A new study proved that naked mole rats can survive at least 18 minutes without oxygen, a considerable feat for any mammal.
Lead researcher Thomas Park from the University of Illinois, Chicago, and Gary Lewin from the Max Delbrück Center for Molecular Medicine, Berlin, tested oxygen deprivation resistance in naked mole rats versus mice.
The subjects were put in an enclosed chamber without oxygen. The mice did not live longer than four minutes, contrary to the naked mole rats, which slowed their heart rate to 50 beats per minute and eventually lost consciousness. Minutes later, the naked mole rats were exposed to normal air, which allowed them to recover.
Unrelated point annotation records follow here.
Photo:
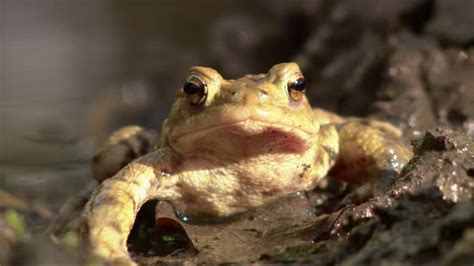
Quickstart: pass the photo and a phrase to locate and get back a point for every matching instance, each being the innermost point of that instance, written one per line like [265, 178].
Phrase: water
[73, 71]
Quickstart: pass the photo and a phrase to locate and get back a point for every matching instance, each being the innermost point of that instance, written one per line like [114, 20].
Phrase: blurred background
[73, 71]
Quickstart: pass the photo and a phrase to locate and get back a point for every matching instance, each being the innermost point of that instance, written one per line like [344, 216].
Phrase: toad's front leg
[367, 151]
[110, 213]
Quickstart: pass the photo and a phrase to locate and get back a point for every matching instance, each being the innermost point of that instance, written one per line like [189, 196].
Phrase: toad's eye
[296, 88]
[195, 90]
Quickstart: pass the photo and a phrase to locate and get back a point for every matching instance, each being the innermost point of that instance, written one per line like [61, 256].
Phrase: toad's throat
[245, 138]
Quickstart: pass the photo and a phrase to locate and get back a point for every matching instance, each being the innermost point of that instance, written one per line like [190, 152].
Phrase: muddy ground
[407, 62]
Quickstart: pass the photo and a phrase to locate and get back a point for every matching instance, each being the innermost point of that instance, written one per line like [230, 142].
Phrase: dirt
[407, 62]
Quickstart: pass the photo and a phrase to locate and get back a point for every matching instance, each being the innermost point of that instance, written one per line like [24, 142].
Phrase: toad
[228, 146]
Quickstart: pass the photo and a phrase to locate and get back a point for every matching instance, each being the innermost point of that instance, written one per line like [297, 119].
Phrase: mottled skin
[246, 143]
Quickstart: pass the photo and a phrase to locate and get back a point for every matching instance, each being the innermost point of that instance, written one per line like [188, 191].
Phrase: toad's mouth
[247, 137]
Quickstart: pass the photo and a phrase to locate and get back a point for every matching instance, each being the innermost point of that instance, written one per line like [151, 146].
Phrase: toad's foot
[369, 156]
[109, 215]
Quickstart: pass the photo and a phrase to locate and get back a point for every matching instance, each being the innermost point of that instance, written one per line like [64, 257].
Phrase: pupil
[190, 88]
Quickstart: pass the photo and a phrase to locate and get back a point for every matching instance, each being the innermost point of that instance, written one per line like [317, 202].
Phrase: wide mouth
[246, 138]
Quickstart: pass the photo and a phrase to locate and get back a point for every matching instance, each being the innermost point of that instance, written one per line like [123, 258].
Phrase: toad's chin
[245, 138]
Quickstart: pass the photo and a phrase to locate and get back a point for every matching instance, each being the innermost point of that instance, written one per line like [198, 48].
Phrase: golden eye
[195, 90]
[296, 88]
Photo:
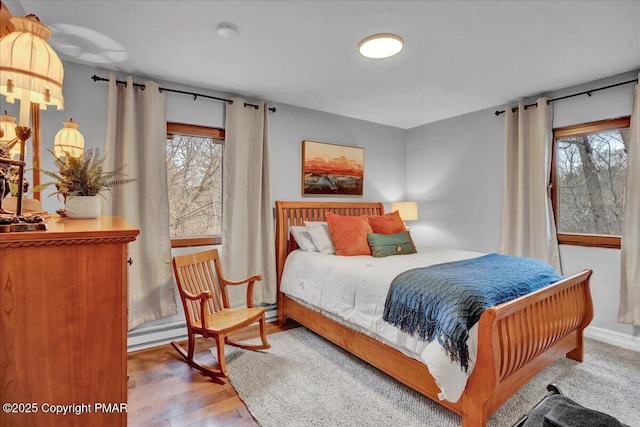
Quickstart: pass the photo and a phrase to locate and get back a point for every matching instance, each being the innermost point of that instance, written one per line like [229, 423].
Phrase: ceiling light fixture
[379, 46]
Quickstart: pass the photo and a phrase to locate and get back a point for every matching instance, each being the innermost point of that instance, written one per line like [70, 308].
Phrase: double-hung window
[588, 182]
[194, 178]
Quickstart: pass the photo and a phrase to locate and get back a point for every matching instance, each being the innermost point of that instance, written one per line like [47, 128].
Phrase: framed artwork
[332, 169]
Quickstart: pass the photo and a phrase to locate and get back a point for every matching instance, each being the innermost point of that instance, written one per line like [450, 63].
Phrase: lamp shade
[68, 140]
[29, 68]
[9, 137]
[408, 210]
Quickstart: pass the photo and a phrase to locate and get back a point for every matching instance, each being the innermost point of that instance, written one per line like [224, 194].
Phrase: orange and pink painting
[332, 169]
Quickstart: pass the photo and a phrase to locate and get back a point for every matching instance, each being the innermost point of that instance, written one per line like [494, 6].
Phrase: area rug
[304, 380]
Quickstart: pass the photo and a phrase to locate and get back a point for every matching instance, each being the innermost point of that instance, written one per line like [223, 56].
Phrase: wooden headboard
[296, 213]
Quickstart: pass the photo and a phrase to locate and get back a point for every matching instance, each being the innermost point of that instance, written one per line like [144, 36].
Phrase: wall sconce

A metabolism designed for living underground
Researchers believe that naked mole rats can accomplish this by changing their primary source of energy, allowing them to rely on fructose rather than oxygen. It seems that they developed this mechanism because they tend to live in underground colonies alongside 300 other rats, making oxygen scarce.
When there is little oxygen, the body is not able to metabolize sugar correctly, a process known as glycolysis. If glycolysis does not occur, the body runs out of energy and brain cells rapidly begin to die.
“This is just the latest remarkable discovery about the naked mole-rat — a cold-blooded mammal that lives decades longer than other rodents, rarely gets cancer, and doesn’t feel many types of pain,” stated Park according to Xinhua.net
Naked mole rats appear to perform glycolysis using fructose as fuel if there is no oxygen available. Researchers noted this when analyzing the blood of the specimens, which contained a high degree of sucrose and fructose. They also had a significant amount of a particular molecule that transports fructose into cells, and another enzyme that modifies fructose so it can be used in glycolysis.
Besides being able to live for several minutes without oxygen, the metabolism of naked mole rats also helps them prevent cancerous tumors. Researchers compared them to mice, which have a lifespan of 4 years and are susceptible to tumors. This is because the cells of naked mole rats are covered by a sugar coating called hyaluronan, which is also responsible for the rats’ skin elasticity.
“Our work is the first evidence that a mammal switches to fructose as a fuel. Patients who suffer an infarction or stroke experience irreparable damage after just a few minutes of oxygen deprivation. Theoretically, very few changes might be needed to adopt this unusual metabolism,” stated Lewin.
Switching to fructose could help prevent strokes and heart attacks, as oxygen deprivation causes the neuronal damage. If there’s any way to mimic the fructose pathway in humans, the time span between the cardiovascular disease event and the moment when brain cells begin to die.
According to Park, on the naked mole rats’ evolutionary process, they obtained a metabolism that was surprisingly resistant to low oxygen conditions. When such conditions are at hand, they would go into a state of suspended animation, slowing their pulse, breathing rate, and movement to save energy.